Oranges, anyone?

There is an article in today’s New York Times covering the ancient Lenten tradition of “pelting one’s neighbors with oranges” found in Ivrea, Italy.

The carnival is a bizarre and messy affair and, like most everything in Italy, has a long story behind it. One version has it that feudal lords gave pots of beans to the poor, who began throwing the beans back into the streets out of disrespect for such meager charity.
But a far more interesting account tells of a population incited to rebellion by the violent act of a woman who, as the yarn goes, was only protecting her honor. That woman was Violetta, a young commoner who presented the head of the local tyrant — Marquis Raineri de Biandrate — to her fellow citizens from the castle balcony after he tried to steal her virginity on the eve of her wedding.
This practice of noblemen claiming a right to enjoy a betrothed woman before her husband did was certainly not exclusive to this place. But it is said to have been exercised quite regularly by that marquis, much to the chagrin of the women and their families. The citizens, empowered by Violetta’s defiance, stormed the castle and burned it to the ground.
The carnival is rich in costumes, music and symbolism. The oranges of the Ivrea battles represent the head of the marquis. The pulp and juice are his blood.
“It’s a festival that represents the people against any type of oppressive power,” said Roberto Vola, 43, as he tried to speak over the roll of kettle-drums and the blare of techno music.

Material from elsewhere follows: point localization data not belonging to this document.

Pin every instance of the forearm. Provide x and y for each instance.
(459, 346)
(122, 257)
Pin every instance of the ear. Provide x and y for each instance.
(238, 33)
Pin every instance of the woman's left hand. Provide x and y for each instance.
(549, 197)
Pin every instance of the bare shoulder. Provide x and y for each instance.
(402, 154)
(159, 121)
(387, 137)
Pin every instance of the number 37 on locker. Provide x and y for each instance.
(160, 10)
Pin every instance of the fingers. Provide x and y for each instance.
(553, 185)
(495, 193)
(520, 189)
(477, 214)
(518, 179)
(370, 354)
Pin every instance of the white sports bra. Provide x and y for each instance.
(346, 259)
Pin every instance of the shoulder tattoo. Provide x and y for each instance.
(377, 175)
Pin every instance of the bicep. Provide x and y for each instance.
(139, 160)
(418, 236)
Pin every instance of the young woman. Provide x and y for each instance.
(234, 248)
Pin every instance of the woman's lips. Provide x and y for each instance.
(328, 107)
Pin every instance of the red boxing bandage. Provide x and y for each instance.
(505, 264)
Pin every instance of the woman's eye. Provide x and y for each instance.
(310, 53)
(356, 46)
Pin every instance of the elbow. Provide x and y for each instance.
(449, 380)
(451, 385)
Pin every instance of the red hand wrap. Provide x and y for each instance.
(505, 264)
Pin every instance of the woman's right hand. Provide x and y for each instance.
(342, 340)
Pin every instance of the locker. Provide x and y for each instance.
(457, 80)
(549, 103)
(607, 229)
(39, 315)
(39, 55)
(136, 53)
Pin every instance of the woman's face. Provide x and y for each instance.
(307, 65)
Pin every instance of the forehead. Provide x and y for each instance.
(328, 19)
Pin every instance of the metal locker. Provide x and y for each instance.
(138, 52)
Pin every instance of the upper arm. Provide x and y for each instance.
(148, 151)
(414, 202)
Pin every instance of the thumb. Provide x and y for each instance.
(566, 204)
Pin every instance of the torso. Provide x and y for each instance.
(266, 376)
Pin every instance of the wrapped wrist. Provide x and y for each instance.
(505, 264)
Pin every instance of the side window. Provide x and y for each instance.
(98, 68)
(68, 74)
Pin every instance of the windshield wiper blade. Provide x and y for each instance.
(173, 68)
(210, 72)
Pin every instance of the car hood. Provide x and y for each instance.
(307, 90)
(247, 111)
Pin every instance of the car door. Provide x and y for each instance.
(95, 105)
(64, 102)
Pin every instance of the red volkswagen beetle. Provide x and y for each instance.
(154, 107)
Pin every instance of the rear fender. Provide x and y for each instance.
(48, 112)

Now, this may be a stretch, but it got me thinking about “nation building” and our attempts to establish democracies in Afghanistan and Iraq. Admittedly, both efforts are still in effect and the end results will not be realized for a while yet. So, there yet may be success as defined by the U.S. administration.
This story of throwing oranges points to a consideration: freedom must be won by those who will experience or live within such freedom. These Italian towns people of antiquity rose up and fought the marquis and rebelled against the status quo of oppression. Most examples of the establishment of democracy show that the local populations rose up against the oppressors and forged a new social and political world for themselves.
Now, I’ve heard it said that places like Japan and Germany are examples of nation states where democracy was “imposed” upon the populous for their own benefit. Well, that may be true as it goes, but these places were utterly destroyed during WWII. Germany already had some experience with democratic processes. Japan was an extremely hierarchical social system and if the emperor said this is how it was going to be, then that is how it was. The emperor surrendered to the Allies, and the American’s institute a new democratic system quite contrary to the people’s experience.
This has not happened in Afghanistan or Iraq. For these two regions to move into democratic systems, they will have to win it by their own initiative. We cannot impose it upon them because of their own cultural realities. They have never known democratic processes. The Taliban will probably take back control of much of Afghanistan, regrettably. I heard last night that the Taliban are now bombing girls schools in an attempt to stop the education of females (which was official policy when they ruled the country). Iraqis needed to rebel against Hussein themselves.
They need to start throwing their own oranges.
This may mean many more years of oppression and there are things we can do to help the locals, but we cannot do it for them.